GRAY SCULPIN; HACKLEHEAD; TOADFISH
This fish resembles the shorthorn sculpin so closely that the description may be, confined to the points in which it differs. Chief of these is the great length of its uppermost cheek spine, which usually is about four times as long as the spine just below, and which reaches at least as far back as the edge of the gill cover. This serves equally to distinguish the young longhorn from the grubby, which is short-horned. All the head spines, too, of the longhorn are so sharp that one must be cautious in grasping one of these fish, for it turns its spines rigidly outward by spreading its gill covers. Furthermore the long spines of the long horn are naked at the tip. The number and arrangement of the head spines [page 450] is the same as in the shorthorn sculpin (p. 445), hence need not be described, and there are two thorns on each shoulder, with a larger one close above the origin of the pectoral fin. The first dorsal fin is higher than the second (in the shorthorn sculpin these two fins are of about equal heights), of rather different shape from that of the shorthorn (compare fig. 234 with fig. 229), and proportionately shorter than in the latter though with about the same number of spines (8 or 9).

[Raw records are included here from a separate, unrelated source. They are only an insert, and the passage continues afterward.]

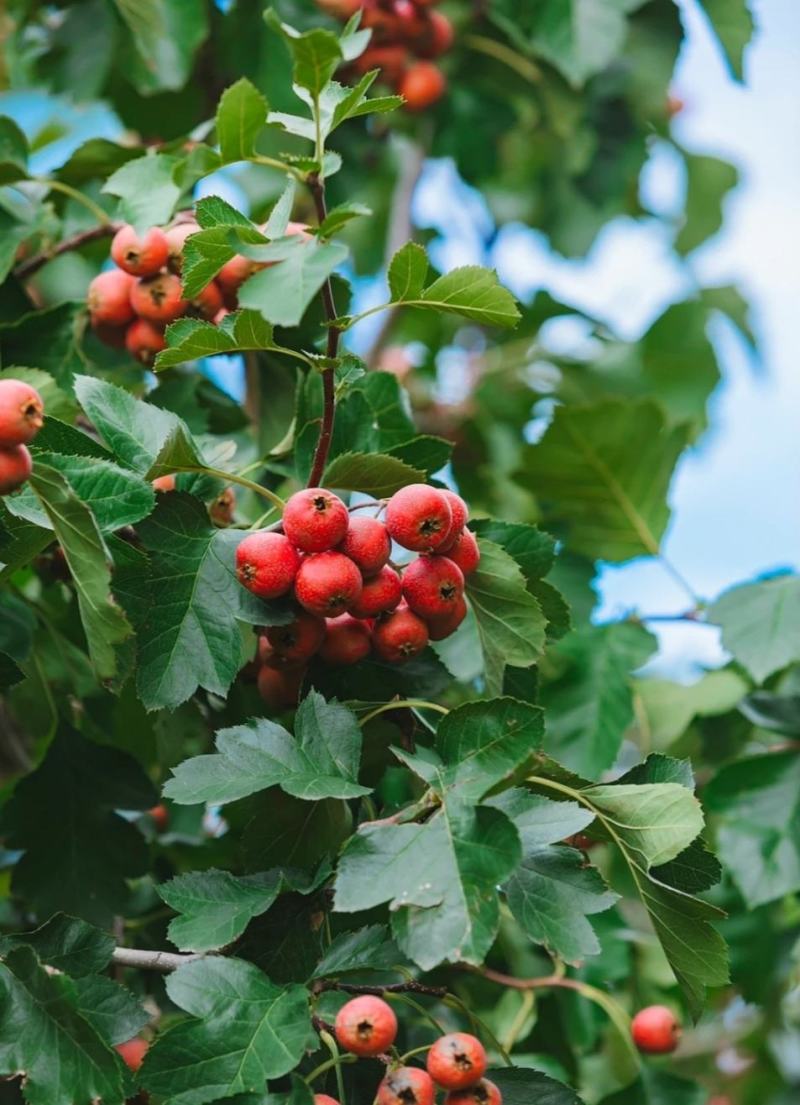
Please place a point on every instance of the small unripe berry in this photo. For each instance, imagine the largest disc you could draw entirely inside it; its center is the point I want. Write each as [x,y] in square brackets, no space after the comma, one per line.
[655,1030]
[327,583]
[159,298]
[422,85]
[456,1061]
[133,1052]
[419,517]
[465,553]
[347,640]
[483,1093]
[140,256]
[144,340]
[432,586]
[108,298]
[367,544]
[378,595]
[298,640]
[366,1025]
[16,465]
[399,635]
[266,564]
[407,1085]
[315,519]
[21,410]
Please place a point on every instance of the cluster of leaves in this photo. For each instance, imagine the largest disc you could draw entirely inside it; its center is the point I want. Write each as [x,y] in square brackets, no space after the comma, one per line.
[360,840]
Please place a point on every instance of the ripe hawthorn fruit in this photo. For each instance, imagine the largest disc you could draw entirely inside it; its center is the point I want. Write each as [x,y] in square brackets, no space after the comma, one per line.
[419,517]
[432,586]
[655,1030]
[399,635]
[367,544]
[366,1025]
[379,595]
[16,465]
[407,1085]
[21,412]
[456,1061]
[108,298]
[327,583]
[139,255]
[266,564]
[347,640]
[315,519]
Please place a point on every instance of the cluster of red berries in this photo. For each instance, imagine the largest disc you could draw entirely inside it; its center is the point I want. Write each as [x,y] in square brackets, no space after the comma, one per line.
[21,418]
[132,305]
[407,34]
[351,600]
[367,1027]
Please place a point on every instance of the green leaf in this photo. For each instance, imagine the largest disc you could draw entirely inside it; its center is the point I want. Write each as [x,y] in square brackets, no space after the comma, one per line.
[43,1037]
[509,620]
[370,473]
[81,872]
[216,906]
[319,761]
[244,1031]
[757,802]
[73,523]
[760,624]
[602,472]
[240,116]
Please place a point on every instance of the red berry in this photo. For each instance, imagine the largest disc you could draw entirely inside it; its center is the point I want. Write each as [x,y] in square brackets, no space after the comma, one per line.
[378,595]
[159,298]
[298,640]
[483,1093]
[422,85]
[367,544]
[327,583]
[456,1061]
[16,465]
[419,517]
[21,410]
[144,340]
[439,628]
[432,586]
[347,641]
[465,553]
[399,635]
[108,298]
[655,1030]
[133,1052]
[140,256]
[407,1085]
[366,1025]
[266,564]
[315,519]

The second dorsal fin and the anal have the same number of rays (15 or 16 dorsal and about 14 anal) as in the shorthorn; but the anal of the longhorn originates Under the second or third ray of the second dorsal fin instead of under its fourth or fifth ray. The pectorals are of the fanlike form usual among sculpins. The lateral line of the longhorn sculpin is marked by a series of smooth cartilaginous plates instead of by prickly scales as it is in the shorthorn, a difference obvious to the touch; its body is more slender (about five and one-half times as long as it is deep); and its head is flatter.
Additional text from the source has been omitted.